We may be interested in how it transformed the scribes themselves, the people doing the transmitting. Johannes Trithemius, the great cryptographer and Abbot of Sponheim, wrote De Laude Scriptorum (In Praise of Scribes) to list the virtues both of the people and their practice:

“The dedicated scribe, the object of our treatise, will never fail to praise God, give pleasure to angels, strengthen the just, convert sinners, commend the humble, confirm the good, confound the proud and rebuke the stubborn… [This scribe,] while he is writing on good subjects, is by the very act of writing introduced in a certain measure into the knowledge of the mysteries and greatly illuminated in his innermost soul; for those things which we write we more firmly impress upon the mind… While he is ruminating on the Scriptures he is frequently inflamed by them.”

Trithemius believed it was necessary to continue to copy manuscripts by hand, even in the age of the printing press, because of historical precedent, because of the spiritual action of transcription, because of the fragility of printed books (“The printed book is made of paper and, like paper, will quickly disappear. But the scribe working with parchment ensures lasting remembrance for himself and for his text”). In this way, the monks of the Middle Ages came to intimately know and experience the texts that they copied. The act of transcription became an act of meditation and prayer, not a simple replication of letters.

In Fahrenheit 451 the books are being eliminated by a totalitarian society, because they “make people unhappy”. And so people learn the books, in order to preserve them:

“[The Book People] are books. Each one, men and women. Everyone commits a book they’ve chosen to memory and they become the books. Of course sometimes one gets arrested. That’s why they live so secretly. Because the secret they carry is the most precious secret in the world. Without them, all human knowledge would pass away.”

With reference to the previous post in this series it is worth noting that in Soylent Green, the character of Sol, played by the masterful Edward G Robinson is also “a book”: both a scribe and a researcher, a repository of knowledge.

Another Borges story: Pierre Menard, Author of the Quixote. Pierre Menard is one of those faux-biographies that Borges and many South American authors are so fond of (cf Bolaño’s superlative Nazi Literature in the Americas). Menard’s singular achievement is to produce an invisible work:

I turn now to his other work: the subterranean, the interminably heroic, the peerless. And—such are the capacities of man!—the unfinished. This work, perhaps the most significant of our time, consists of the ninth and thirty-eighth chapters of the first part of Don Quixote and a fragment of chapter twenty-two. I know such an affirmation seems an absurdity; to justify this “absurdity” is the primordial object of this note.

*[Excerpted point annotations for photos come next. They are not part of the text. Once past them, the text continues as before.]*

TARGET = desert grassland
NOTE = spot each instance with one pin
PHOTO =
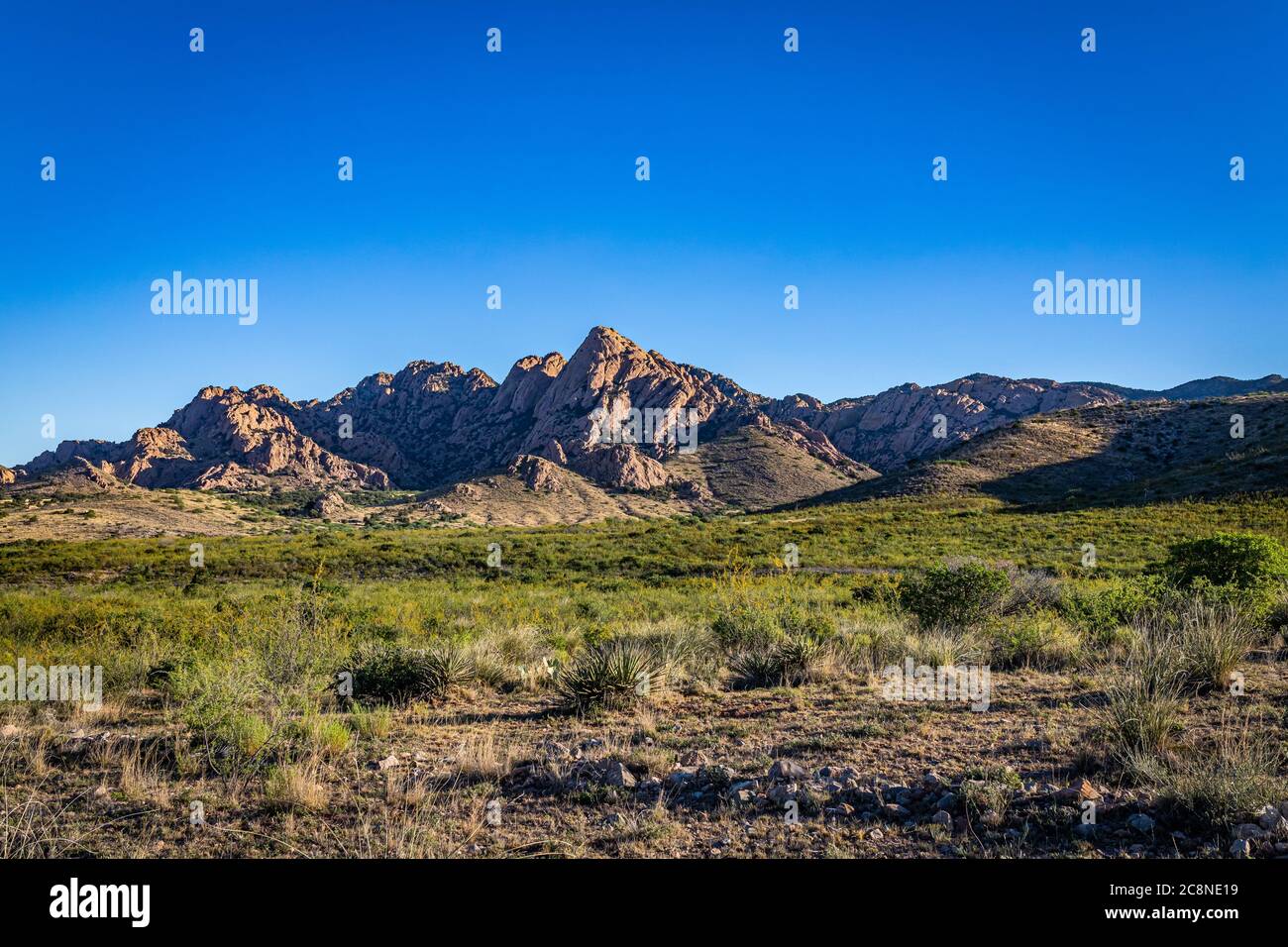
(496, 711)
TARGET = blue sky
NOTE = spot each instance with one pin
(516, 169)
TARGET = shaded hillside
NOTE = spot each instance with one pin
(1120, 454)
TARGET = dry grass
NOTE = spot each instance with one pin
(296, 787)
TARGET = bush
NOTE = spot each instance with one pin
(614, 674)
(756, 626)
(394, 674)
(956, 594)
(1035, 639)
(1103, 611)
(1241, 560)
(879, 589)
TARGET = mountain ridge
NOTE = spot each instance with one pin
(436, 424)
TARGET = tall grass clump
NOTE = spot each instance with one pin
(1227, 781)
(1144, 701)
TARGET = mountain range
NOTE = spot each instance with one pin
(443, 431)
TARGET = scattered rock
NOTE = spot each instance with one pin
(1269, 817)
(786, 771)
(1077, 792)
(617, 775)
(1141, 823)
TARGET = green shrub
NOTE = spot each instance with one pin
(1214, 639)
(1102, 611)
(1240, 560)
(745, 626)
(956, 594)
(1035, 639)
(756, 626)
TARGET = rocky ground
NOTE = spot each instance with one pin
(820, 771)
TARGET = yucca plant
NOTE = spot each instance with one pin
(614, 674)
(787, 663)
(394, 674)
(441, 669)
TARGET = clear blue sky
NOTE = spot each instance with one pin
(518, 169)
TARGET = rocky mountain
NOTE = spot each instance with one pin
(910, 421)
(610, 418)
(1218, 386)
(1132, 451)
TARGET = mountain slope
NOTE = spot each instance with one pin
(614, 418)
(1117, 454)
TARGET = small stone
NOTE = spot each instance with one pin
(786, 771)
(782, 792)
(682, 775)
(1269, 817)
(617, 775)
(1077, 792)
(1141, 822)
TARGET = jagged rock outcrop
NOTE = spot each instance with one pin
(537, 474)
(223, 438)
(621, 416)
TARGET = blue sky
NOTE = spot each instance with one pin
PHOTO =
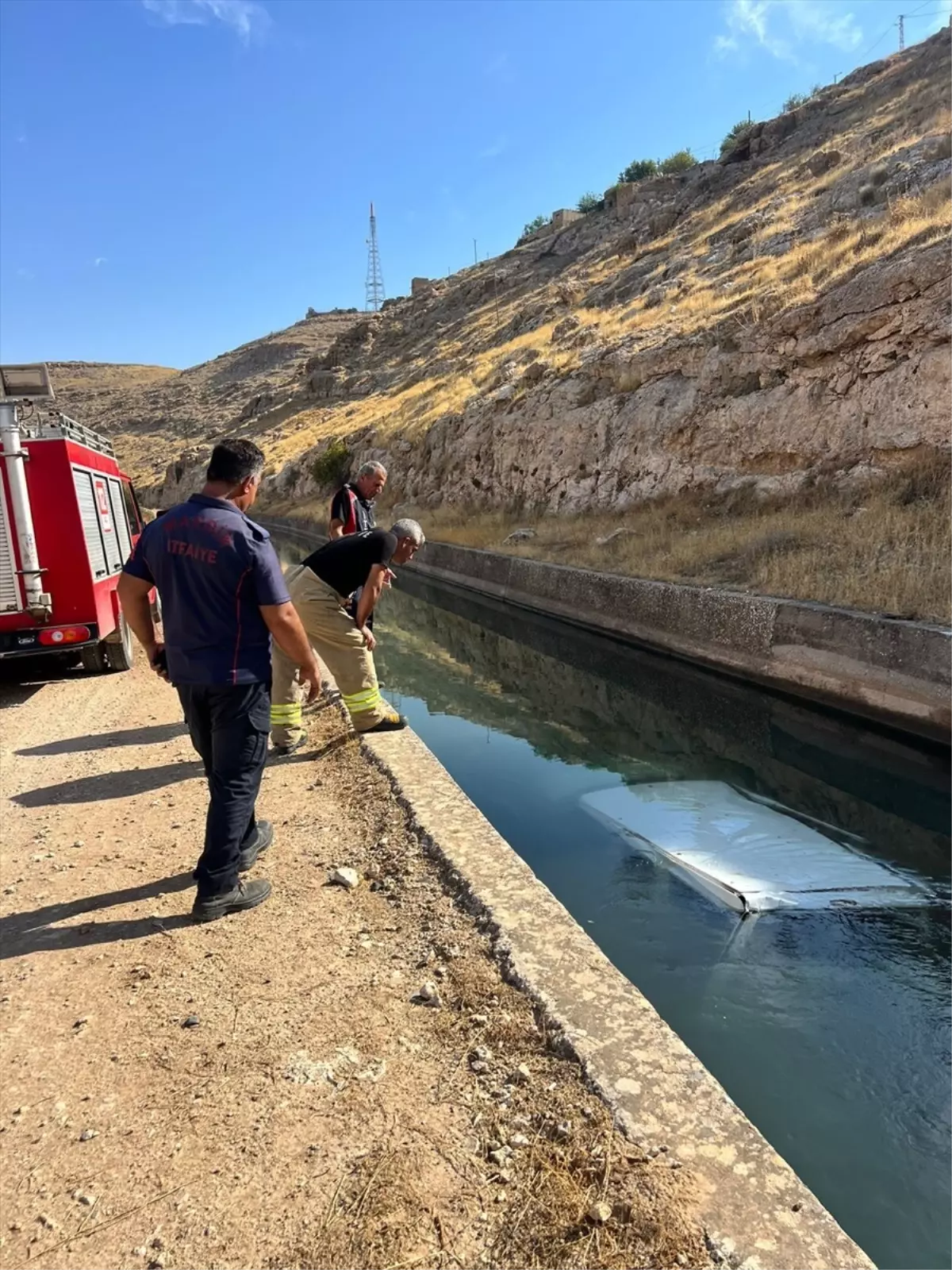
(181, 175)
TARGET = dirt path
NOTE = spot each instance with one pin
(262, 1091)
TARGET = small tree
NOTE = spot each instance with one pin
(797, 99)
(639, 169)
(679, 162)
(736, 135)
(332, 467)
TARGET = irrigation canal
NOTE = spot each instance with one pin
(831, 1030)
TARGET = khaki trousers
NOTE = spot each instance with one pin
(340, 647)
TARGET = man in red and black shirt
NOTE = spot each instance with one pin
(352, 510)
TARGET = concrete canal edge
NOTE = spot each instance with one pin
(757, 1213)
(882, 668)
(888, 670)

Menard composes not “another Quixote—which is easy—but the Quixote itself.” A word-for-word re-rendering of the text: a perfect identification with the original author which produces an entirely new work: because, of course, it means something radically different. For a former soldier to write the Quixote in Seventeenth century Spain is one thing; for Menard, a Twentieth century Frenchman, to do so is a radically different conception.

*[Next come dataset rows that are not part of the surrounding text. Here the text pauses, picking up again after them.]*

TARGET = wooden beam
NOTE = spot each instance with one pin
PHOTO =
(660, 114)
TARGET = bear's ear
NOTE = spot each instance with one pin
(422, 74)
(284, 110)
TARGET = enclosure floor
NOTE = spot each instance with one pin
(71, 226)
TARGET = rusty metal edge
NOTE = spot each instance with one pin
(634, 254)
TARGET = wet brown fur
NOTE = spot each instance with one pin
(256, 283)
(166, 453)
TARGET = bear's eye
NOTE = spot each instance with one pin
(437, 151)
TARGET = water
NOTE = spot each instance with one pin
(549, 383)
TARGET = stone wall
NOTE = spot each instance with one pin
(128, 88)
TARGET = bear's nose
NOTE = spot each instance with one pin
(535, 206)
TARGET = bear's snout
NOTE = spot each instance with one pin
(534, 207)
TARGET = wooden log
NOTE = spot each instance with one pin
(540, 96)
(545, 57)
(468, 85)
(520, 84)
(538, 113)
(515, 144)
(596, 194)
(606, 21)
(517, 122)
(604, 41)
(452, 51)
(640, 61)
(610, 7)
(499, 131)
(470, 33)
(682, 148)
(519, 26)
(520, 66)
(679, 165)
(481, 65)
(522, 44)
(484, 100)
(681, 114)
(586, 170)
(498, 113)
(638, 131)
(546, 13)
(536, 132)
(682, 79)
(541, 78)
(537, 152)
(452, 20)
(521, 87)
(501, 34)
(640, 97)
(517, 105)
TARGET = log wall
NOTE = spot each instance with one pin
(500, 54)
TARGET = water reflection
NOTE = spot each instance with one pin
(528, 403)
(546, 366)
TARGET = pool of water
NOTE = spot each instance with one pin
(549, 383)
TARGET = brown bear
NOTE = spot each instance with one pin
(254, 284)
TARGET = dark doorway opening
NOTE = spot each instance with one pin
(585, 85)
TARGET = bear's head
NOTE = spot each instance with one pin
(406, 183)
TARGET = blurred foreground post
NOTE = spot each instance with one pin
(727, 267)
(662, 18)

In the scriptoria of Google’s scanning labs and the digitisation houses of Alexandria and Noida, in Bangalore and Manila, the Pierre Menards of the Twenty-First Century are working now. Our literature goes out from us and returns again, subtly changed and reenergised.

Every time we engage with culture, we change it. Copying is an act of creation—recreation is creation because it arouses the spirit of the original in a new time, giving it new meaning. The work of the House of Wisdom continues today, every day, and the process of transmission, transliteration, transmutation and retransmission that once took five hundred years now happens in the blink of an eye.